XLIII

At the building's entrance a man was waiting for him. He raised his hand in what might have been a brief salute.

"Just a minute, Mr. Sutton."

"Yes, what is it?"

"There'll be a few of us following you, sir. Orders, you know."

"But…"

"Nothing personal, sir. We won't interfere with anything you want to do. Just guarding you, sir."

"Guarding me?"

"Certainly, sir. Morgan's crowd, you know. Can't let them pop you off."

"You can't know," Sutton told him, "how deeply I appreciate your interest."

"It's nothing sir," the man told him. "Just part of the day's work. Glad to do it. Don't mention it at all."

He stepped back again and Sutton wheeled and walked down the steps and followed the cinder walk that flanked the avenue.

The sun was near to setting and looking back over his shoulder he saw the tall, straight lines of the gigantic office building in which he had talked to Trevor outlined against the brightness of the western sky. But of anyone who might be following him he did not see a sign.

He had no place to go.

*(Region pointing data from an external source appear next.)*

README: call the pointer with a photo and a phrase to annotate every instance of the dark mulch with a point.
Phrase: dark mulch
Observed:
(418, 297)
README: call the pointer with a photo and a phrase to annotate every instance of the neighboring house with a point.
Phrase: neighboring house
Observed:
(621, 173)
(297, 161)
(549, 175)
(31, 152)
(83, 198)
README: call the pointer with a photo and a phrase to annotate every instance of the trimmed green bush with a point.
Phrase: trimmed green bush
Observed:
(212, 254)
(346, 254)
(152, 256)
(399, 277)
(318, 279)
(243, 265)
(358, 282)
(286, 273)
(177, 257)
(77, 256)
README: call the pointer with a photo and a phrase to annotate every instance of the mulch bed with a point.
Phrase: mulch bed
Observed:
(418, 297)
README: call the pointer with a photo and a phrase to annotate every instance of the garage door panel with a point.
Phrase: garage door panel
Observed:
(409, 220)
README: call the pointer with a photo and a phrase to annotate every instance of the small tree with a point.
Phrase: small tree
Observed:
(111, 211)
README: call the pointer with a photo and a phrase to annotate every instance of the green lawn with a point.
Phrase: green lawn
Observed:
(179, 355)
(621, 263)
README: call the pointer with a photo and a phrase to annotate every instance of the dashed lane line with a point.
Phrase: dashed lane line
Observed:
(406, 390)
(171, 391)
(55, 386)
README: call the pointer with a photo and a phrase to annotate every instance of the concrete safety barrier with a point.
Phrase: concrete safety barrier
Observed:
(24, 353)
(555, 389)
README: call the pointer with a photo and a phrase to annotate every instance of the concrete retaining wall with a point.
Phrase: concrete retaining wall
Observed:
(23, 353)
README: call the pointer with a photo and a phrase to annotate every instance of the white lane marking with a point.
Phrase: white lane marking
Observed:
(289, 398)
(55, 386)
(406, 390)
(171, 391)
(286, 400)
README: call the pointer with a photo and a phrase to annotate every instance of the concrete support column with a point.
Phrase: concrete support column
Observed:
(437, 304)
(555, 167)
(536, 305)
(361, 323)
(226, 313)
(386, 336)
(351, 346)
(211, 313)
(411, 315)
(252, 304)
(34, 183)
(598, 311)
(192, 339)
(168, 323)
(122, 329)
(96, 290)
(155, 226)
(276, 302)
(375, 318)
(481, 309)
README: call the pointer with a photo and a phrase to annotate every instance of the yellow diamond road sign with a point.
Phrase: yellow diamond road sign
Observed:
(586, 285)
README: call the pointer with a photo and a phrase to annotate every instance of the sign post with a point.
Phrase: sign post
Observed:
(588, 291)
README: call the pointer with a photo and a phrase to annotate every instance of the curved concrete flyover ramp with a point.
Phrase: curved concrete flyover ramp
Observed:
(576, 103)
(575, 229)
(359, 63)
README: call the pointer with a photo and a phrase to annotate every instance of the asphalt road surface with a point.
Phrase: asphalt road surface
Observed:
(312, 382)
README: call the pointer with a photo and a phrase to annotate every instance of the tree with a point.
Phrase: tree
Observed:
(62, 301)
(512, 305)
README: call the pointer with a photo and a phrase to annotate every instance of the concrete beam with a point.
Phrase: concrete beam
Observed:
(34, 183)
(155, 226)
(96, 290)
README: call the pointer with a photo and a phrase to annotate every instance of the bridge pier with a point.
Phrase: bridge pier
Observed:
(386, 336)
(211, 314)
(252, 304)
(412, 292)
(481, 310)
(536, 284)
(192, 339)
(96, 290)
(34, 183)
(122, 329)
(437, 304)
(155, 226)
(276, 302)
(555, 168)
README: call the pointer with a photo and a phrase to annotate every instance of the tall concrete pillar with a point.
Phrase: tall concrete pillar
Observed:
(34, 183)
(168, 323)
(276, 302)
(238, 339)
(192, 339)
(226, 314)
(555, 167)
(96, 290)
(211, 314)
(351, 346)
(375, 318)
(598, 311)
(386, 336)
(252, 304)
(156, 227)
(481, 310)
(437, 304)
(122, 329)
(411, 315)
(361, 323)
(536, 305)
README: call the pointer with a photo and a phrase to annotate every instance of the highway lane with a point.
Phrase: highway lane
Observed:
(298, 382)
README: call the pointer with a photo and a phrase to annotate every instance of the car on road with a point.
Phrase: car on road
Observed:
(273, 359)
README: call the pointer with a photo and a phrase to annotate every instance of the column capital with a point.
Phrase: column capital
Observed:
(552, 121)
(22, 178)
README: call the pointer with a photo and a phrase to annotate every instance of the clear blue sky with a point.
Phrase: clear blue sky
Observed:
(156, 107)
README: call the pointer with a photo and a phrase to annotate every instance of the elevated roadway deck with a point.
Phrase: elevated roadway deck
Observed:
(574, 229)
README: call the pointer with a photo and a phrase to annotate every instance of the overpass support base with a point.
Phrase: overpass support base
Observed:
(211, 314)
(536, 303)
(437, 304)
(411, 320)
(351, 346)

He had no idea where to go. But he realized that he couldn't stand around wringing his hands. He'd walk, he told himself, and think, and wait for whatever was going to happen next to happen.

He met other walkers and a few of them stared at him curiously, and now, for the first time, Sutton realized that he still wore the clothing of the twentieth-century farm hand…blue denim overalls and cotton shirt, with heavy, serviceable farm shoes on his feet.

But here, he knew, even such an outlandish costume would not arouse undue suspicion. For on Earth, with its visiting dignitaries from far Solar systems, with its Babel of races employed in the different governmental departments, with its exchange students, its diplomats and legislators representing backwoods planets, how a man dressed would arouse but slight curiosity.

By morning, he told himself, he'd have to find some hiding place, some retreat where he could relax and figure out some of the angles in this world of five hundred years ahead.

Either that or locate an android he could trust to put him in touch with the android organization…for although he had never been told so, he had no doubt there was android organization. There would have to be to fight a war in time.

He turned off the path that flanked the roadway and took another one, a faint footpath that led out across marshy land toward a range of low hills to the north.

Suddenly now he realized that he was hungry and that he should have dropped into one of the shops in the office building for a bite of food. And then he remembered that he had no money with which to pay for food. A few twentieth-century dollars were in his pockets, but they would be worthless here as a medium of exchange, although quite possibly they might have some value as collectors' items.

Dusk came over the land and the frogs began their chorus, first from far away and then, with others joining in, the marsh resounded with their throaty pipings. Sutton walked through a world of faerie sound, and as he walked it almost seemed as if his feet did not touch the ground, but floated along, driven by the breath of sound that rose to meet the first faint stars of evening shining above the dark heights that lay ahead.

Short hours ago, he thought, he had walked a dusty hilltop road in the twentieth century, scuffing the white dust with his shoes…and some of the white dust, he saw, still clung to his shoes. Even as the memory of that hilltop road clung to his memory. Memory and dust, he thought, link us to the past.

He reached the hills and began to climb them and the night was sweet with the smell of pine and the scent of forest flowers.

He came to the top of a slight rise and stood there for a moment, looking out across the velvety softness of the night. Somewhere, near at hand, a cricket was tentatively tuning up his fiddle, and from the marsh came the muted sound of frogs. In the darkness just ahead of him a stream was splashing along its rocky bed and it talked as it went along, talked to the trees and its grassy banks and the nodding flowers that hung their sleepy heads above it.

"I would like to stop," it said. "I would like to stop and talk with you. But I can't, you see. I must hurry on. I have some place I must go. I can't waste a minute. I must hurry on."

Like Man, thought Sutton. For Man is driven like the stream. Man is driven by circumstance and necessity and the bright-eyed ambition of other restless men who will not let him be.

He did not hear a sound, but he felt the great hand close upon his arm and jerk him off the path. Twisting, he sought to free himself of the grasp, and saw the dark blur of the man who had grabbed him. He balled his fist and swung it and it was a sledge-hammer slamming at the dark head, but it never reached its mark. A charging body slammed into his knees and bent them under him, arms wrapped themselves around his legs and he staggered, falling on his face.

He sat up and somewhere off to the right he heard the soft snickering of rapidly firing guns and caught, out of the tail of his eyes, their bright flicker in the night.

Then a hand came out of nowhere and cupped itself around his mouth and nose.

"Powder!" he thought.

And ever as he thought it, he knew no more of dark figures in the woods, nor the cheeping frogs nor the snarling of the guns.